Councillor Luke Acland said recently the special housing rules were designed to get around the need to consult the public, in order to speed up building processes.

Gwenny Davis, who lives near the north Nelson site, told a council meeting on Thursday that it was on a sloping hill overlooking the sea and unlikely to yield houses that were affordable.

"The Wakapuaka SHA is an opportunistic proposal to circumvent years of well-laid council planning, and there's absolutely no compelling reason why that should be set aside at this stage," Ms Davis said.

She was disappointed the council had approved the site, and felt its efforts to seek public feedback were merely window-dressing.

There is no legal requirement to consult the public on Special Housing Area approvals.

However, the council decided at a meeting in April to seek residents' views after some councillors expressed concern that the use of special housing areas to fast-track new subdivisions was side-stepping the public feedback process.

Mayor Rachel Reese cast the deciding vote to seek feedback. She wanted the council to continue its commitment to special housing areas, but when there was an indication of reservations, it made sense to seek public feedback, she said.

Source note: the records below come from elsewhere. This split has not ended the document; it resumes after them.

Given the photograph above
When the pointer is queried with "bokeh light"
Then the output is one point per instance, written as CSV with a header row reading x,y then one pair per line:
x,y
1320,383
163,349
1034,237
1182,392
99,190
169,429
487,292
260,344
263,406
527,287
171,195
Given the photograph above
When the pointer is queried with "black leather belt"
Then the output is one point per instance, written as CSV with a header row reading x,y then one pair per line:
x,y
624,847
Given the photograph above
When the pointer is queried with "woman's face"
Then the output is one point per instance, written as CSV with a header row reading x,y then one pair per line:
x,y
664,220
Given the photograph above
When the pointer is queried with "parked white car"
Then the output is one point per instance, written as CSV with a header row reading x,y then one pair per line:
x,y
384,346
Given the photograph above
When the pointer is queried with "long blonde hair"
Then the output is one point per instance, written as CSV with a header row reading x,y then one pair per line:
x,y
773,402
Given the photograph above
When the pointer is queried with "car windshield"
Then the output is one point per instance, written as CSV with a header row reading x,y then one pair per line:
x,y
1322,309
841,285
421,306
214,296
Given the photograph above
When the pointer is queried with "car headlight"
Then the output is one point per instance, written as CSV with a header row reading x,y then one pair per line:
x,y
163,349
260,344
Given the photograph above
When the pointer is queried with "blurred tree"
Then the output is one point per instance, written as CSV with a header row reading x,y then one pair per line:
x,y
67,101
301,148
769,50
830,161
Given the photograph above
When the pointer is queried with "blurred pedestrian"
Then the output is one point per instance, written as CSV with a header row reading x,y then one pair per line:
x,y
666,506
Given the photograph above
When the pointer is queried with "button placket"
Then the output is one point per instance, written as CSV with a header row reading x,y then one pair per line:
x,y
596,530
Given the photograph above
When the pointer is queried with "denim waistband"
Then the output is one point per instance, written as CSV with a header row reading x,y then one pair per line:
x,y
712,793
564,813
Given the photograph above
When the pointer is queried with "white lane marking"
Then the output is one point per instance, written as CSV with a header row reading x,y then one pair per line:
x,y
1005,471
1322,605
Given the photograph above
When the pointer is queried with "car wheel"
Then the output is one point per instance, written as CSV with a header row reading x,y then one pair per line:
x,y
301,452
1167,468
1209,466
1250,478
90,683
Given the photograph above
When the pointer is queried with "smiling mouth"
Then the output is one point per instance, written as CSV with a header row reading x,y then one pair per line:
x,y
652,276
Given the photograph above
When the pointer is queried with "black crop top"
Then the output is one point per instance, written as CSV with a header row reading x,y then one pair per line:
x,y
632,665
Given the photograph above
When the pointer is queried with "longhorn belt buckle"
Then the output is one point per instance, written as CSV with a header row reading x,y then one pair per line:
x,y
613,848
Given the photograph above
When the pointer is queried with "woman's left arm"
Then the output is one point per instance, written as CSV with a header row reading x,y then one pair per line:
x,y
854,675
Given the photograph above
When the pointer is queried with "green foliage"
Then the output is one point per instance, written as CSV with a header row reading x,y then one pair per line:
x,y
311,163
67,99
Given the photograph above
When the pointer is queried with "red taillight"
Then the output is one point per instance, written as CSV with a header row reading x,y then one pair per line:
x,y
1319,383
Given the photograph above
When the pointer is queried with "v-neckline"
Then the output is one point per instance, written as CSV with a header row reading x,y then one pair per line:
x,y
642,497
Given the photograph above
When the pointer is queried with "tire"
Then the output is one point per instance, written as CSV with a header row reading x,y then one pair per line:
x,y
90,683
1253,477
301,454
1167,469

The land in north Nelson is part of a farm that was sold more than a decade ago, but it remains within a rural zone. Allowing the land to be used for housing would normally require a lengthy and cumbersome plan change.

Mr Acland argued the scope of the proposed development was large enough to trigger the council's right to ask.

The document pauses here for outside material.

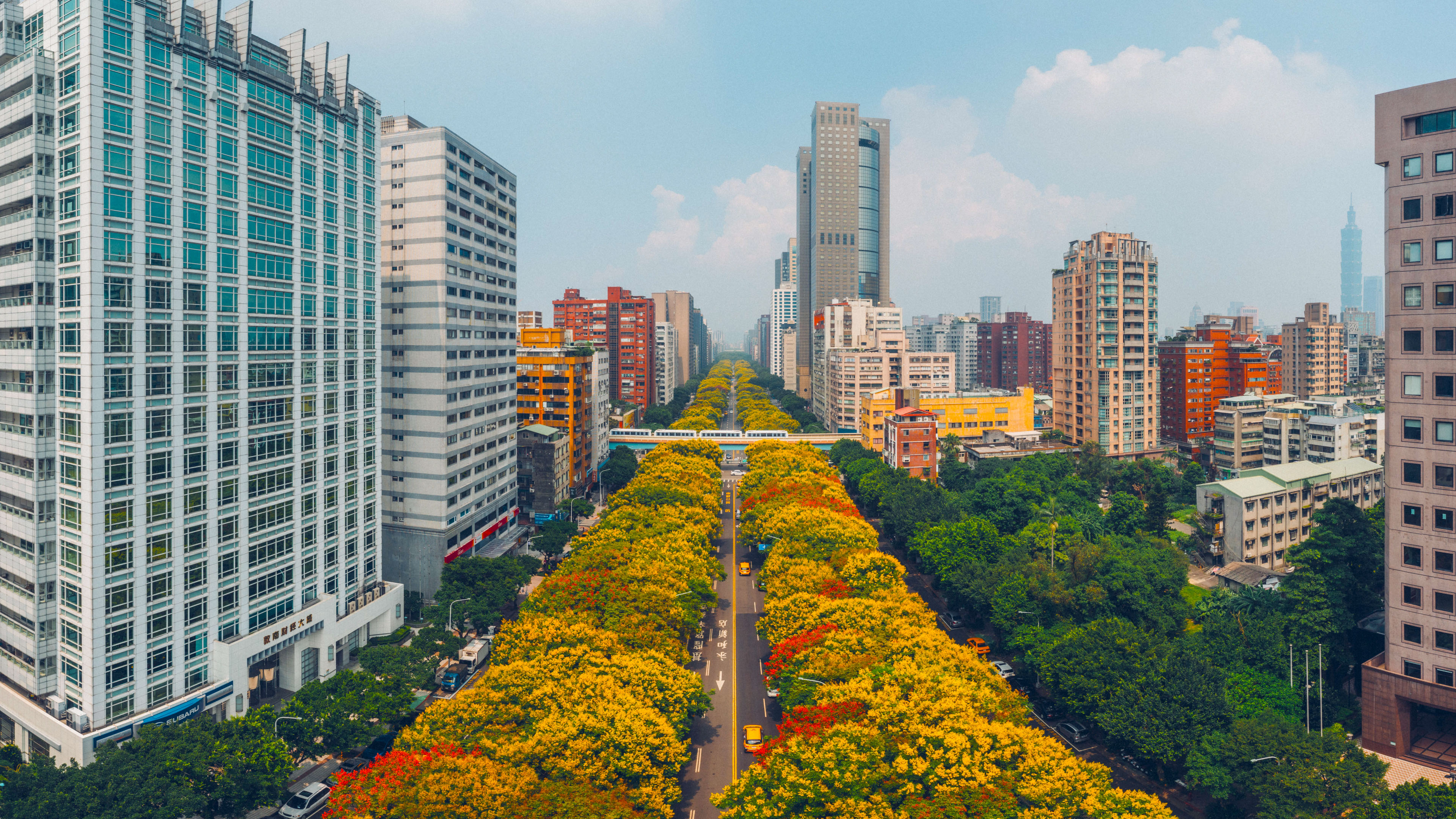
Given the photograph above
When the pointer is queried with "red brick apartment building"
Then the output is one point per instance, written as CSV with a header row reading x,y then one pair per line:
x,y
624,326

A public meeting attracted 80 people, but lawyer Camilla Owen, who represents the landowner and applicant, said in the public forum of Thursday's council meeting that she questioned the balance of the community meeting.

She said it was clearly "anti special housing areas" and that the applicant was unhappy with the way feedback was obtained.

She said the applicant had become the "meat in the council sandwich" over its decision to seek feedback.

Ms Davis believed the council should be looking at more creative solutions over housing.

"I believe it would be better to make a genuine effort to build and provide truly affordable housing closer to the city, which is what we are crying out for."

The council said 13 special housing areas were originally gazetted, but two have since been disestablished because there was no application for consent within the 12 month timeframe.

That leaves 11 areas approved by the government which will add more than 400 new homes to the city.

A further four SHAs were approved for recommendation to the Minister of Building and Construction in March this year, and a further nine this month.